Baseball stadium in Akron, Ohio

Firestone Stadium is a softball stadium in Akron, Ohio, U.S. The stadium was dedicated on July 25, 1925, by Harvey S. Firestone, the founder of the Firestone Tire and Rubber Company. It was owned and operated by the Firestone company until it was donated to the City of Akron in 1988. It has a seating capacity of 4,576.

From 1999 to 2017, it served as the home of the Akron Racers of the National Pro Fastpitch softball league. The stadium was also the site of the annual Mid-American Conference softball tournament from 2002 to 2005 and again from 2008 through 2019. It was scheduled to host the 2020 tournament, but the tournament was canceled in March 2020 because of the coronavirus pandemic. Subsequently, in May 2020 the Mid-American Conference announced that the softball tournament was one of eight conference tournaments that were eliminated for at least the next four seasons beginning in 2020–21. The tournament, reinstated in 2022, returned to Firestone Stadium in May 2024.
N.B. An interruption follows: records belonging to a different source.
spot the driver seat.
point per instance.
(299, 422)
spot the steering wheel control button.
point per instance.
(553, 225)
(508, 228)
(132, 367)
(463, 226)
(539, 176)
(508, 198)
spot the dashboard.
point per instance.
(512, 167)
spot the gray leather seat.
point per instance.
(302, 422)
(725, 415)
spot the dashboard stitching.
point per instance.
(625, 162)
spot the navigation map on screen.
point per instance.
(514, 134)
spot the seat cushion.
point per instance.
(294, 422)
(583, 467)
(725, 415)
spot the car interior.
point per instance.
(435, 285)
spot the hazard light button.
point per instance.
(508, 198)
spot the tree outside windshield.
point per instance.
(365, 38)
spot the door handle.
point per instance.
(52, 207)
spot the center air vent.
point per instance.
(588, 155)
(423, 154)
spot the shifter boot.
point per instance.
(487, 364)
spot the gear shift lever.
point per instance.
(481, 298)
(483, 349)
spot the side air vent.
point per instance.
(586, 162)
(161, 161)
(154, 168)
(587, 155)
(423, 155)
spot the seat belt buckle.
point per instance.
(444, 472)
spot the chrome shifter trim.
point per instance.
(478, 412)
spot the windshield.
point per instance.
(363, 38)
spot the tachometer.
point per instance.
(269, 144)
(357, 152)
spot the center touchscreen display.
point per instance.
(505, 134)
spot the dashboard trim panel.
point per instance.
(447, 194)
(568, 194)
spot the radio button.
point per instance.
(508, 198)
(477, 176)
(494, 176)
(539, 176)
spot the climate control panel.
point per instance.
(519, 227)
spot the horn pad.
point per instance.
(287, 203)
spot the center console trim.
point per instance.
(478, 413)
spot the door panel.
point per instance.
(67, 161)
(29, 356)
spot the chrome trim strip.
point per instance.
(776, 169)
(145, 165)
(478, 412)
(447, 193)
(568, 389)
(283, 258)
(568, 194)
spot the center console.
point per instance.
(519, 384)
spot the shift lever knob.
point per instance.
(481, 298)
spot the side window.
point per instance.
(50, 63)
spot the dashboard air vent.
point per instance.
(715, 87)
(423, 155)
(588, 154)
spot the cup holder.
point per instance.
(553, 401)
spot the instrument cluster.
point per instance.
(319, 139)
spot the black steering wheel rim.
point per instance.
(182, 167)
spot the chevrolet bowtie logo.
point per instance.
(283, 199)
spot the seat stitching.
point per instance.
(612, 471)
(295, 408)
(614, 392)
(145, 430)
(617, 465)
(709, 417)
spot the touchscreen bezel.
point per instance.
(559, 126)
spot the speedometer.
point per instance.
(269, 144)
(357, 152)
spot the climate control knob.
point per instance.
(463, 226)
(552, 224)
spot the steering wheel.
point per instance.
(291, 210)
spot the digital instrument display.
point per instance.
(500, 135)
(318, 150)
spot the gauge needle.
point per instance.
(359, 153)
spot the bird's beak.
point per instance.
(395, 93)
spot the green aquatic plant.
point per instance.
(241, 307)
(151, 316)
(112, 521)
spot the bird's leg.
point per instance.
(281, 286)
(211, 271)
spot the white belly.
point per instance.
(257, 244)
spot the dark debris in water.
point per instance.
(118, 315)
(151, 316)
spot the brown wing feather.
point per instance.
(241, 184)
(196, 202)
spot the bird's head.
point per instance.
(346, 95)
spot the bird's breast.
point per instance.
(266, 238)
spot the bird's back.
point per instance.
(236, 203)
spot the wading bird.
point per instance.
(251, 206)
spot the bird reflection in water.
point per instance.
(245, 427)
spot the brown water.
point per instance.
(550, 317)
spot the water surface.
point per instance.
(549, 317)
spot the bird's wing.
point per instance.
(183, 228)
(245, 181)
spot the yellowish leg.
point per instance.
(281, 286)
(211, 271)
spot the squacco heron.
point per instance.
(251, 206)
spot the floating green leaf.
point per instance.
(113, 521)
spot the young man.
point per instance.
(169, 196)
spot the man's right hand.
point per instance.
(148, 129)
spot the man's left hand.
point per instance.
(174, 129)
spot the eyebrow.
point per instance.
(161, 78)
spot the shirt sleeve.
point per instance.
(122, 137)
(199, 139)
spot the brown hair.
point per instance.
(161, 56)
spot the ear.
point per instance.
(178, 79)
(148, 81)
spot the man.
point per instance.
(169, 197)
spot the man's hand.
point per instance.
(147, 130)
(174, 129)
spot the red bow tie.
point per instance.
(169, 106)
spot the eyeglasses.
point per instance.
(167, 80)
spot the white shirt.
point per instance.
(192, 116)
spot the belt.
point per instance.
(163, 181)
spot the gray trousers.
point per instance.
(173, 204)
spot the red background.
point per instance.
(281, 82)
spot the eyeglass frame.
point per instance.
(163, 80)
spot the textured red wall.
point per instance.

Since 2009, Firestone Stadium has hosted the semifinals and finals of the Ohio High School Athletic Association (OHSAA) state softball tournament. The championship rounds include all four divisions of OHSAA softball, with 12 games played in three days in late May or early June. It was scheduled to again host the championship rounds June 4–6, 2020, but the tournament was cancelled in late April along with all other spring sports seasons and tournaments due to the coronavirus pandemic.

Mayor Dan Horrigan, Akron City Council member Donnie Kammer (D-Ward 7), Bridgestone Americas Senior Vice President of Product Development Hans Dorfi and Ohio High School Athletic Association Executive Director Doug Ute, along with representatives from various contractors, gathered June 1, 2022 for a ribbon cutting ceremony to celebrate the completed renovations of Firestone Stadium at 1575 Firestone Parkway. The $1.47 million project included upgrades to four restrooms and the concession area, new heating, ventilation and air conditioning, new LED field lighting, and a perimeter fence. In addition, two new artificial turf fields were installed.